#include <stdio.h>
#include <stdlib.h>
#include <unistd.h>
extern char *environ[];
int main(int argc, char *argv[])
{
int index = 0;
char **env = environ;
printf("Environment variables:\n");
index = 0;
while (env[index])
{
printf("envp[%d]: %s\n", index, env[index]);
++index;
}
return 0;
}
output:
Environment variables:
envp[0]: GH#þ
I want to print all the environments, but it can't work.
I changed extern char *environ[]
to extern char **environ
and it can print all the environments.
After changing the code output:
Environment variables:
envp[0]: XDG_SESSION_ID=8
envp[1]: TERM=xterm
envp[2]: SHELL=/bin/bash
envp[3]: SSH_CLIENT=192.168.1.224 1085 22
envp[4]: SSH_TTY=/dev/pts/0
...
I find this stuff impossible to follow without considering what is actually in memory, and how it is organized.
Somewhere in memory are a bunch of blocks of data that contain environment strings -- "foo=bar", "hello=world", and so on. Let's suppose for the sake of argument that "foo=bar" is at address 100, and "hello=world" is at address 200.
Somewhere else in memory is another block of data that lists the addresses of those data blocks (often followed by a zero, so we know where the list actually ends, if we don't know the size in advance}. So this block contains the data
{100,200,0}
If I defined this data as char *env[]
that would mean that there is a place in memory called env
, and at that place is the actual data block {100,200,0}. That is, the data at env
itself would be the number 100, which is the address of one of the environment strings. The next location after env
would contain 200, and the next after that 0 (OK, I'm simplifying a bit).

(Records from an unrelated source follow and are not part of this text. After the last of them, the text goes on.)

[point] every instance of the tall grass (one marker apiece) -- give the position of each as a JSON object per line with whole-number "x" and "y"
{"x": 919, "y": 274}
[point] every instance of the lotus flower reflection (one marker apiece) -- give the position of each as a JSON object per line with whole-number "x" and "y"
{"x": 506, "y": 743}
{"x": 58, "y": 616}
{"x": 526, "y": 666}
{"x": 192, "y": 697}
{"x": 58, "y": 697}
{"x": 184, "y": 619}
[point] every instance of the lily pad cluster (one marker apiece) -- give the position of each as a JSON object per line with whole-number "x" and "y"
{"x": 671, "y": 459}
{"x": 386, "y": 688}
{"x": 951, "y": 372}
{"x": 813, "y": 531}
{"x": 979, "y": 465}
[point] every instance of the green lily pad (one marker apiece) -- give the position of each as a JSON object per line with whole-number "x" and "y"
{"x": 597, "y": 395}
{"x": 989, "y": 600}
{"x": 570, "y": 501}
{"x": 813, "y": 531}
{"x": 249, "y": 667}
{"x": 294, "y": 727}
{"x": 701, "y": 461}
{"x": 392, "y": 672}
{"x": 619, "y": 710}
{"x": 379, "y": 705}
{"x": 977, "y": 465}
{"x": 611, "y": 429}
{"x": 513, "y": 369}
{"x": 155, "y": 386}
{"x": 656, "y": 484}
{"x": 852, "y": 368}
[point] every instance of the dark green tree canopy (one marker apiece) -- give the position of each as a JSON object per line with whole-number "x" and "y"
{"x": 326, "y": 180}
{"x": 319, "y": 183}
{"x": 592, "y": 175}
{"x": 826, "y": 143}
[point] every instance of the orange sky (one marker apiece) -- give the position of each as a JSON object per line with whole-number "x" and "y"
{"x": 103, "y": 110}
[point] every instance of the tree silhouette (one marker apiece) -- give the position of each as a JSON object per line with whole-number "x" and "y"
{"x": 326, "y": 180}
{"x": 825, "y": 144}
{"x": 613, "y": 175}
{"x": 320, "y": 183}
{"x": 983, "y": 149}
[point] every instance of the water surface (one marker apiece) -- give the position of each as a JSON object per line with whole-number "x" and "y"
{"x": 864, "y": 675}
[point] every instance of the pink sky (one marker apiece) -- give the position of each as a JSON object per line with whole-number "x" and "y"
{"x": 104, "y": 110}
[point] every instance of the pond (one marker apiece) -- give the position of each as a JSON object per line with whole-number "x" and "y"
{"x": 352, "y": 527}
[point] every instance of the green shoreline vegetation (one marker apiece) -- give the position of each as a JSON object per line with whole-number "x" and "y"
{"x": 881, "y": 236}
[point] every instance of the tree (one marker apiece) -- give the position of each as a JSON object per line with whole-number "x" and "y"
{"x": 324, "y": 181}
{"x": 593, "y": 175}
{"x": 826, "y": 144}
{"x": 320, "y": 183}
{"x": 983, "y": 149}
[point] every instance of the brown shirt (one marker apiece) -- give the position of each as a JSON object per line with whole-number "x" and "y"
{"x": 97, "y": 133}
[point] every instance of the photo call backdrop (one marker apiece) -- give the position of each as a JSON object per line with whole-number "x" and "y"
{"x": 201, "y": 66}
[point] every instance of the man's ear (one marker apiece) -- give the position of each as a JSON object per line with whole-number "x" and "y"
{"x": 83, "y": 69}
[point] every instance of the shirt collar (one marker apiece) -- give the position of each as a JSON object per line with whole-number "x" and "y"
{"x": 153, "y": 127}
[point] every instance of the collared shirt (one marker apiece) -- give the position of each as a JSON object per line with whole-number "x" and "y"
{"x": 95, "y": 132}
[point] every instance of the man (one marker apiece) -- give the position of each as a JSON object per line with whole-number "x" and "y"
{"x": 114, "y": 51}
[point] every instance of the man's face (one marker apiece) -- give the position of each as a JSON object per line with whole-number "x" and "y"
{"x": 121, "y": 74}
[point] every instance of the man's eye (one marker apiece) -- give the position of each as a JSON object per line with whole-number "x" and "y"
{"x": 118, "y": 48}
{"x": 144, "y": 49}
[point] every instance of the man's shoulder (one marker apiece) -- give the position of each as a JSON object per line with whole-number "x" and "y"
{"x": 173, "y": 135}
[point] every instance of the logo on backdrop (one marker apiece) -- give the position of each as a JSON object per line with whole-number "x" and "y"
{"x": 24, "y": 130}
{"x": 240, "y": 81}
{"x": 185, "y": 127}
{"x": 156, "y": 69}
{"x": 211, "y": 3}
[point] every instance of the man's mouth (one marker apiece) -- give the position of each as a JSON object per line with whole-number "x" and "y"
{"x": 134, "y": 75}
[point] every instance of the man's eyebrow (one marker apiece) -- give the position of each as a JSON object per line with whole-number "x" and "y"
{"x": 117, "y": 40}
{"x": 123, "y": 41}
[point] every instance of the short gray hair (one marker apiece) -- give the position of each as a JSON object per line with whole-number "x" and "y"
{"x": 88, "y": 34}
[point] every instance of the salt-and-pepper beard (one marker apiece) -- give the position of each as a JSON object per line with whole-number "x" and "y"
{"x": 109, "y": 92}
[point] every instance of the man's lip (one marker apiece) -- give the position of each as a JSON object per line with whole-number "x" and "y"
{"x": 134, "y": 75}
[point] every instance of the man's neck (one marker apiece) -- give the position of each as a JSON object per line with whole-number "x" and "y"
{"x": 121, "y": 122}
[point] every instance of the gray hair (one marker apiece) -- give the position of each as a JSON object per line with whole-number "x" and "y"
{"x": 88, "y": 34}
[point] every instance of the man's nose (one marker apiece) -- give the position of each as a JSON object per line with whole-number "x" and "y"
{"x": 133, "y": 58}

If I defined the data block {100,200,0} as a char **
, that would mean there is a place in memory called env
that contains the address of the data block {100,200,0}. The data stored at env
would not be "100" (the address of a string). It would be an address that indicates the start of the data block {100,200,0}.
In a C program, the environment is, in fact, a char **
, that is, the thing called environ
is not the start of a list of addresses of strings, it is the address of a list of addresses of strings. To see that, you can define it wrongly, and then correct it, as in this modified version of the original code:
extern char *environ[];
int main(int argc, char *argv[])
{
int index = 0;
char **env = (char **)environ[0];
printf("Environment variables:\n");
index = 0;
while (env[index])
{
printf("envp[%d]: %s\n", index, env[index]);
++index;
}
return 0;
}
Using char *environ[]
tells the compiler that (wrongly) the location called environ
begins a list of pointers to strings, arranged one after another in memory from that point onwards. In fact, only the data at the exact location environ
is relevant. We can think of that data as environ[0]
, and just cast it to the real data type, which is a char **
.
The differences between a char **
and a char *[]
are eroded, and thus made confusing, by the fact that C won't allow an array to be passed to a function. All arguments to functions are a single number -- either an primitive like an integer or float, or the address of something. If you try to pass an array (that is, a block of data), the address of the start of the block is passed instead. This means that in most code, you can actually use char **
and char *[]
as if they were the same thing. You get problems -- as in this question -- when the data is arranged in memory in a certain way, and the compiler cannot work out what that way is unless the programmer tells it by using the proper type declaration.